The terrible truth is that many consider this almost done and dusted. But a simple examination of statistics show that we are a long way from considering it accomplished. A video was created for last year’s International Women’s Day, featuring a famous face and a powerful message:
Equality for women and the topic of Feminism within Christianity is something I have written on a lot. One of my most commented posts was on this top and can be read here: “Christian Feminism Is Not An Oxymoron”
The definition of feminism that I embrace is that post is as follows: “Feminism: a collection of movements aimed at defining, establishing and defending equal political, economic, social rights and equal opportunities for women.”
Personally I find that 100% compatible with my Christian faith and my reading of Jesus’ behaviour in the Gospels.
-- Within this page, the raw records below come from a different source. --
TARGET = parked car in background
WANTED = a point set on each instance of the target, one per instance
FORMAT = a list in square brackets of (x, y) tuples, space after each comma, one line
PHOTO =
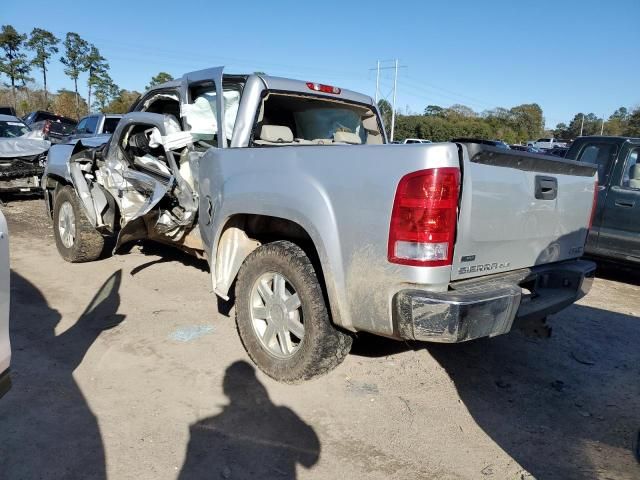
[(615, 231), (5, 275), (548, 143), (95, 124), (558, 151), (54, 128), (320, 229), (525, 148), (491, 143), (7, 110), (22, 156)]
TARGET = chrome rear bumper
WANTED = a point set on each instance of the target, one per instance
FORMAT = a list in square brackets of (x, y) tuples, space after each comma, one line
[(489, 306)]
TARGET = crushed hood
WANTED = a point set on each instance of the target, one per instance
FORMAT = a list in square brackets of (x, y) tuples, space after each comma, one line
[(22, 147)]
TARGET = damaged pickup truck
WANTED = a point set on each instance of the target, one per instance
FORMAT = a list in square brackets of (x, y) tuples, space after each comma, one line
[(22, 156), (316, 228)]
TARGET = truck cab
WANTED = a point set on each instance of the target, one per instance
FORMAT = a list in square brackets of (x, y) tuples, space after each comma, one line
[(95, 124), (615, 231)]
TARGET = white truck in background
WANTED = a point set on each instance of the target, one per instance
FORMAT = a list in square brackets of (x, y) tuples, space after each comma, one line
[(547, 143)]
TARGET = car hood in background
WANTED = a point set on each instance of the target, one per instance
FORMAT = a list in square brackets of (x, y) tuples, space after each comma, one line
[(22, 147)]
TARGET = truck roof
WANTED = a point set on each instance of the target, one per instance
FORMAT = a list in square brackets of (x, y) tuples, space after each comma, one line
[(287, 84)]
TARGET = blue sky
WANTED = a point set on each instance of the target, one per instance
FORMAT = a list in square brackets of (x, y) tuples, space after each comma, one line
[(568, 56)]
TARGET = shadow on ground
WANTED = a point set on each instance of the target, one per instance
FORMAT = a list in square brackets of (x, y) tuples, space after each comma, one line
[(47, 430), (251, 437), (567, 407), (166, 252)]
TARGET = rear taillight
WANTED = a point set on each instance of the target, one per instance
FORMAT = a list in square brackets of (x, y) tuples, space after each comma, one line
[(424, 218), (319, 87), (594, 204)]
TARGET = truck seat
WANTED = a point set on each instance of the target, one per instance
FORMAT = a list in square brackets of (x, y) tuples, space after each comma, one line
[(274, 134), (634, 176)]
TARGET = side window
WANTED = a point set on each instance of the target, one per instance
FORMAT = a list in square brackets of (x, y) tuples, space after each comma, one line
[(80, 127), (110, 124), (631, 172), (91, 125), (602, 155), (201, 112)]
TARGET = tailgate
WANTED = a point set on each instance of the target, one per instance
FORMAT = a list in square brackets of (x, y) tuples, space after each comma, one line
[(519, 209)]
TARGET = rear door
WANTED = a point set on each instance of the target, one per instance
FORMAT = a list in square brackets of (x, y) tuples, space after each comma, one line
[(5, 347), (620, 221), (206, 122), (519, 210)]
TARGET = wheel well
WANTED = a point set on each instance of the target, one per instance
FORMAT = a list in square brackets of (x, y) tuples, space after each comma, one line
[(257, 230), (51, 187)]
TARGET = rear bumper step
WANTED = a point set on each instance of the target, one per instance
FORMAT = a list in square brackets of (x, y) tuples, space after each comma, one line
[(489, 306)]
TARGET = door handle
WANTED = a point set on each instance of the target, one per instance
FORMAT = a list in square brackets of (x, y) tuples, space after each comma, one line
[(209, 210), (546, 188)]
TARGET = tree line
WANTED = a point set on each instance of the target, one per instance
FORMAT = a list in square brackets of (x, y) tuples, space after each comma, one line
[(25, 54), (518, 124)]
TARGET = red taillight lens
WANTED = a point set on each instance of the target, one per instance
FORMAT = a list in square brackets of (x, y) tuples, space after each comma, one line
[(594, 204), (318, 87), (424, 218)]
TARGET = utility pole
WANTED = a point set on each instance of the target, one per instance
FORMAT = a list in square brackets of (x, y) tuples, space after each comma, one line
[(395, 67), (377, 81), (393, 112)]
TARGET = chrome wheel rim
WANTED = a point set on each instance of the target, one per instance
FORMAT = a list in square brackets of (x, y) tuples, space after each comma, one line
[(67, 225), (276, 315)]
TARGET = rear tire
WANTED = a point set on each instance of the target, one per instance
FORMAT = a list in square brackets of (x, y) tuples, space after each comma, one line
[(282, 317), (77, 240)]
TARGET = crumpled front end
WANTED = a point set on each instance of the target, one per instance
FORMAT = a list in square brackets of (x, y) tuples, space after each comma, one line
[(141, 185)]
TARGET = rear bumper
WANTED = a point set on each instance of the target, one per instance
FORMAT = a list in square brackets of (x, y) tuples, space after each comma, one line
[(5, 382), (489, 306)]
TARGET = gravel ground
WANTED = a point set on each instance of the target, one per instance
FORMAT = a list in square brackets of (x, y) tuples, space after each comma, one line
[(129, 368)]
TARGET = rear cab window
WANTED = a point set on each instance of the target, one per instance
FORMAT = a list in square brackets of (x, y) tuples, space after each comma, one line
[(298, 119), (631, 172), (91, 125), (201, 112), (601, 154), (110, 124)]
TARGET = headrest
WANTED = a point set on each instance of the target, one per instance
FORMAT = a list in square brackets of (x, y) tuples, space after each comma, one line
[(276, 134), (347, 137)]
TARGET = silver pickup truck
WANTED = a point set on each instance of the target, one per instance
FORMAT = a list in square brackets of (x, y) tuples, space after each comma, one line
[(318, 229)]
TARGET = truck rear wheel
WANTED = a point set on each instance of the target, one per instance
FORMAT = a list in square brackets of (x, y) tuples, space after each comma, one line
[(282, 317), (76, 239)]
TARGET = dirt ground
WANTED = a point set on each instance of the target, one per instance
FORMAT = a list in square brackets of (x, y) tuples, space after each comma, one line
[(128, 368)]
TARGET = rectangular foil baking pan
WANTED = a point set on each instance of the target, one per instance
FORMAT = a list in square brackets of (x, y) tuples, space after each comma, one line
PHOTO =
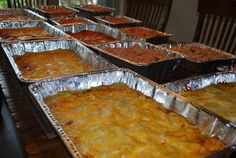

In fact, based on that definition (and only that definition) I feel comfortable saying ‘Jesus was a feminist’.
Some have taken the term ‘feminism’ and created angry and bitter versions of it. Clearly that is not compatible with an orthodox understanding of Christianity. But in it’s truest form, feminism is simply a quest for equality – something very much on the heart of God, when He created us in His image, as equals.
Using this kind of definition, feminism is not something limited to women only. Men can be feminists if they believe in and seek the equal value and treatment of women. So it’s not exclusive.
Some would say the term has too much baggage to be used and understood in a Christian context. They argue that it simply creates too much division and misunderstanding. But what about all the other terms we use that have become laden with baggage and negative overtones for some people? Should we throw out the word ‘Christian’ just because some people have given it a bad name? Or what about terms like Evangelical; should everyone reject those definitions because some have given them a host of negative associations?
I don’t think so. I believe that language always becomes tired, over-used and in need of resurrection. Perhaps feminism is a term that Christians could dust down, re-examine and embrace. In it’s purest sense it is a quest for women to be treated equally. The more angry, shrill associations it carries are only expressions of this goal. We can use a term without needing to replicate all the behaviours of others who have walked under its banner. We can redefine what it looks like to express feminism as a position and a passion.